Sorry, not sorry, but exhaustion isn't solved by surrender. It's solved by choosing things that matter, that last, that actually mean something.
Color as Resistance: What We Actually Need Right Now
The clean-girl aesthetic was always a con to me. Give me maximalism. Give me jewel tones that scream I'm still here, baby. Colors that bruise. That remember touch. That holds evidence of a life worth coloring outside of the lines.
While Pantone, Sherwin-Williams, and Benjamin Moore went neutral, other paint companies chose courage. PPG named Secret Safari, a midtone yellow-green with subtle lime undertones, as their 2026 color. Behr selected Hidden Gem, a smoky jade. Valspar chose Warm Eucalyptus, a muted green with warm undertones. These companies looked at the same cultural moment and chose vitality over surrender.
Here’s what makes me happy: Designers aren’t buying into these neutrals. They're pushing clients toward "adrenaline-fueled hues" like teal, cobalt, periwinkle, and chartreuse—often balanced with grounded counterparts. Their favorite combinations include satin periwinkle and velvet chocolate, high gloss chartreuse and matte baby blue, matte tangerine and metallic moss.
I'm no color expert, but I do believe Pantone, Sherwin-Williams, and Benjamin Moore are missing the point and the moment.
Color is a declaration. It's how we announce ourselves to a world that would prefer we stayed quiet. Cloud Dancer, Universal Khaki, and Silhouette are what you choose when you've decided your walls should never make anyone uncomfortable—especially not the people who benefit from your silence.
The Politics of Paint in Rooms Where Power Lives
Walls are witnesses. They hold what happens inside them. They absorb the life lived against them. They remember what we'd rather paint over.
While our democracy buckles in rooms coated in the safest shade money can buy, the walls are still watching.
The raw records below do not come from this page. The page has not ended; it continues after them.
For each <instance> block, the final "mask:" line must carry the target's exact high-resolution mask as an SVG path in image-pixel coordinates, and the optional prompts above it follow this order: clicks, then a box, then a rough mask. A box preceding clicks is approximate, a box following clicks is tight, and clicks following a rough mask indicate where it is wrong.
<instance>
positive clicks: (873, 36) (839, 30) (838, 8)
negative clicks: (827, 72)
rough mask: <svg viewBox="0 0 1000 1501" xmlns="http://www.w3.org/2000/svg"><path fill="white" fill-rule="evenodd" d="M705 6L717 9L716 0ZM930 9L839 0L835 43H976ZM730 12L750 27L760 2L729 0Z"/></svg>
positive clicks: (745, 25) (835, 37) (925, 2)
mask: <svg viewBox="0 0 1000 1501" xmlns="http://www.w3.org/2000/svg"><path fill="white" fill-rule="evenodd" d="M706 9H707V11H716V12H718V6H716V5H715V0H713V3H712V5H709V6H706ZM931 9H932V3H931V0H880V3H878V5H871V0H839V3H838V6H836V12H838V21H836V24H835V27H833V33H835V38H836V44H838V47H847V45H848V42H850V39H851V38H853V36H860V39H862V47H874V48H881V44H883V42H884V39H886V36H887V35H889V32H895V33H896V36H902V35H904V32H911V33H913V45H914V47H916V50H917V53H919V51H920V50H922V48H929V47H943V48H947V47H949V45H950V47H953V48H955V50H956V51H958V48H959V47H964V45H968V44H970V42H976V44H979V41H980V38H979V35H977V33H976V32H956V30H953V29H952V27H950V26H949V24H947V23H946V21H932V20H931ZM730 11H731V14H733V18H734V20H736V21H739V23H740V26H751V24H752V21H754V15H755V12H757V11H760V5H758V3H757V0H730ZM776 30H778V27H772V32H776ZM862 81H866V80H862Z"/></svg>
Walls are not neutral. They absorb what unfolds inside them. They keep the truth long after the people in power have left the room.
You can paint them Cloud Dancer, Universal Khaki, or Silhouette and try to normalize it, but we won't forget. We never do.
Here's what I know about white heading into a time of rising darkness: It's not purity. It's the luxury of pretending nothing is burning while everyone else chokes on the smoke. They want you beige. They want you blank. They want you to believe that the answer to chaos is to fade into your walls like expensive wallpaper that costs $80 a gallon.
Give Me Colors That Bleed: Why Emotionally Charged Color Matters in a Crisis
Give me the color of rage aged in oak barrels. Of joy so defiant it borders on obscene. Of survival that sparkles because it refuses to dim for anyone's comfort.
Because if you're going to choose a Color of the Year in times like these, choose something with a pulse. Choose something that bleeds passion. Opt for something that means something. Say yes to something that says: "Let's rock and fucking roll."
Some of us can't afford to be clouds. Some of us have to be lightning: the kind that leaves marks, the kind that starts fires.
And maybe that's the real problem with all three of these colors: they don't dance, they don't strike, they don't even speak. They just... exist. Quietly. Politely. Making sure no one has to feel anything too intensely.
2026 Deserves Color With a Pulse
Next year, Pantone? Sherwin-Williams? Benjamin Moore? Choose color like the world depends on it. Because right now, it does.
Choose a color that wakes people up instead of lulling them to sleep. Choose hues that challenge instead of comfort. Choose shades that demand we show up fully instead of helping us disappear.
The world doesn't need more neutrality right now. The world needs people who refuse to be beige. Who insist on being seen. Who understands that in times of darkness, the most radical thing you can do is choose to be undeniably, unapologetically, impossibly alive.
And that, my friends, doesn't come in the form of any of these 2026 Color of the Year choices. Not Cloud Dancer. Not Universal Khaki. Not Silhouette.